ÇİFTÇİLERDEN TEPKİLER GELİYOR
Çiftçiler, Bursa Ovası’na inşa edilen fabrika ve sanayilerin su kaynaklarını kullandığını, böylece bölgedeki su seviyesinin düştüğünü öne sürüyor. DOĞADER Yönetim Kurulu Üyesi Murat Demir, baraj gölünün dibinde biriken kil ve çamur nedeniyle suyun azaldığına dikkat çekti. 3 bin dönümlük alanda kuraklık etkileriyle karşı karşıya olduklarını belirten Demir, Türkiye genelinde yüzlerce göletin benzer bir durumda olduğunu ifade etti. Küresel ısınma ve iklim değişikliği tehlikesinin bu durumu tetiklediğinin altını çizen Demir, karbon ayak izinin azaltılması gerektiğine dair çağrıda bulundu.
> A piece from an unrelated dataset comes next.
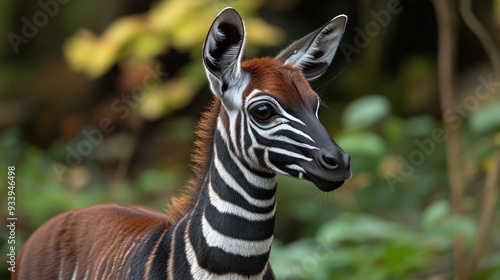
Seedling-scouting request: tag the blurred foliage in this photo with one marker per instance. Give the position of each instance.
(391, 221)
(169, 25)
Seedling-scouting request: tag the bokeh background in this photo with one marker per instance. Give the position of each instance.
(99, 102)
İÇME SUYU KAYNAKLARI DA AZALIYOR
Demir, kuraklık nedeniyle içme suyu kaynaklarının da kıtlaştığını vurguladı. Bu barajın Gürsu ve Kestel ovalarını suladığını hatırlatan Demir, içme suyu rezervlerinin de kritik seviyelere indiğini kaydetti. Bursa’nın mevcut su seviyesinin son 40-50 günde çok düştüğünü söyleyen Demir, belgelenmiş yağışların aniden bir günde gerçekleşmesinin toprak ve çevre üzerindeki olumsuz etkilerine işaret etti. Ekonomik ve çevresel tehlikelerin giderek arttığına dikkat çekti.
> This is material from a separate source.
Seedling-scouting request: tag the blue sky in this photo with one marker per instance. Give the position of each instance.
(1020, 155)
BARAJ GÖLÜNÜN TEMİZLENMESİ GEREKİYOR
1933’ten bu yana tarım sahalarını sulayan Gölbaşı Barajı’nın dibinin temizlenmesi gerektiğini savunan Murat Demir, erozyon nedeniyle toprak birikintilerinin su birikim kapasitesini azalttığını kaydetti. Depolama alanının azalması, su seviyesinin yüzde 30-40 oranında düşmesine yol açtığına dikkat çekti. Temizlik yapılmadığı takdirde benzer durumlarla karşılaşılmaya devam edileceği konusunda uyarılarda bulundu.
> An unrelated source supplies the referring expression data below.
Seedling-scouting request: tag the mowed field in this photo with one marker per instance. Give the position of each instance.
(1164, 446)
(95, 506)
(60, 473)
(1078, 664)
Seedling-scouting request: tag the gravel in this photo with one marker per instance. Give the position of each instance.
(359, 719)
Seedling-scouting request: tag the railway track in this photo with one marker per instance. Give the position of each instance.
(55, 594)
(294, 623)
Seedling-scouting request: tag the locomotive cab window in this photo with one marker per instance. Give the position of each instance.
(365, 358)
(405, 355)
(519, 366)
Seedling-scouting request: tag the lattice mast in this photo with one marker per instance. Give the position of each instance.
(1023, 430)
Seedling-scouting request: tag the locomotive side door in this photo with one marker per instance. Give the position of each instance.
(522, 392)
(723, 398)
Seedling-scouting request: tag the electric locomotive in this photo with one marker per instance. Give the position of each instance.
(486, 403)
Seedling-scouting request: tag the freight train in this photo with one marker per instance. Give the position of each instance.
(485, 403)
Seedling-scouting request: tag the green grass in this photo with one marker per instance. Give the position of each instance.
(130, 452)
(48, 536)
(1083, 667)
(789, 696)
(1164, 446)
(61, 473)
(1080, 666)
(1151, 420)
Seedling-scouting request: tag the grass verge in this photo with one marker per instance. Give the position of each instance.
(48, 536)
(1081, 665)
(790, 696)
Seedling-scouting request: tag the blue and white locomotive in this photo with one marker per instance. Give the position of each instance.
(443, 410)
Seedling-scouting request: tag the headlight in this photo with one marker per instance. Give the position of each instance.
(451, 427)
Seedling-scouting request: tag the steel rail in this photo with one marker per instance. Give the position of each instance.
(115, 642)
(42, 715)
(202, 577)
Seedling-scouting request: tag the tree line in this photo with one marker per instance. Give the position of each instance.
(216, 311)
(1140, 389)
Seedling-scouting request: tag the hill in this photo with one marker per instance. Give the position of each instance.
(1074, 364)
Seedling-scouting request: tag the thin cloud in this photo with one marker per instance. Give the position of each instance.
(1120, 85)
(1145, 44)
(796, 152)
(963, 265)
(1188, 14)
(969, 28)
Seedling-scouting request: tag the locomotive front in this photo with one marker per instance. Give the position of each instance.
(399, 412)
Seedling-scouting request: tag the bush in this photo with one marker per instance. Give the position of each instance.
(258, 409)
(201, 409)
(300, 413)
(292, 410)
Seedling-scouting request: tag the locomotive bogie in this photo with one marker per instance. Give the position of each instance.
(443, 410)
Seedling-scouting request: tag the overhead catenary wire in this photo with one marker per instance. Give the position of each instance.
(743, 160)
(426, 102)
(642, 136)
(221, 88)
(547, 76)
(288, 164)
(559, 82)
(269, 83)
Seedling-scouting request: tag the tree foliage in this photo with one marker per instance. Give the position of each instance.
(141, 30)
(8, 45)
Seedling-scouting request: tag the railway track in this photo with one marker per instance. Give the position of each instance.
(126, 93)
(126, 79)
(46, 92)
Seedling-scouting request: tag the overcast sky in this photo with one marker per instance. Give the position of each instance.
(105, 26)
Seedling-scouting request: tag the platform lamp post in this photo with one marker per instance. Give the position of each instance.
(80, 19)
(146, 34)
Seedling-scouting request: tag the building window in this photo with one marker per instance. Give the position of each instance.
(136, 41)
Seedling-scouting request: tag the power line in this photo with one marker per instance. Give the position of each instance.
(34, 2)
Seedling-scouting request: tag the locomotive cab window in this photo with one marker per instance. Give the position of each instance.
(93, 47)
TARIMDA TASARRUF AÇISINDAN ÖNEMLİ ADIMLAR ATILMALI
Bölgedeki tarım faaliyetlerinin artmasına neden olan Gölbaşı Barajı’nın durumu üzerine Türkiye Bilim Üniversitesi Tarımsal Araştırma Uygulama Merkezi Müdürü Dr. Fevzi Çakmak, bu barajın sadece içme suyu değil, tarımsal sulama için de büyük öneme sahip olduğunu belirtti. Barajın kurulmasıyla birlikte burada sulama ve üretim çeşitliliğinde ciddi bir artış yaşandığını anımsatan Çakmak, Türkiye’de kullanılan suyun yüzde 77’sinin tarımda tüketildiğine dikkat çekti. Bu bağlamda, su tasarrufuna özellikle tarım sektöründe öncelik verilmesi gerektiğini dile getirdi.
ÇİFTÇİLER KURU TARIMA YÖNELMEK ZORUNDA KALABİLİR
Dr. Çakmak, Gölbaşı Barajı’nın sağladığı sulama imkanlarının azalması halinde çiftçilerin sulu tarımdan kuru tarıma geçmek zorunda kalabileceğini ifade etti. Özellikle deveci armudu gibi önemli ürünlerin bu durumdan olumsuz etkileneceği konusunda uyarıda bulundu. Barajın dibindeki çamurun temizlenmesi ve su kapasitesinin artırılması için gerekli önlemlerin alınması gerektiğini vurguladı.
SU KAYNAKLARI KORUNMALI
Dr. Çakmak, suyu etkin bir şekilde yönetmenin ve kaynakları muhafaza etmenin tarım sektörü için hayati öneme sahip olduğunu vurguladı. Barajdan elde edilen suyun kayıp ve kaçak oranını azaltarak basınçlı sulama sistemlerine geçilmesi gerektiğini belirtti. Çiftçilere destek verilerek, bilim ve teknolojinin tarım süreçlerine entegre edilmesinin zorunlu olduğunu ekledi. Eğer bu tedbirler alınmazsa, mevcut gıda üretiminin tehlikeye girebileceği konusunda uyardı.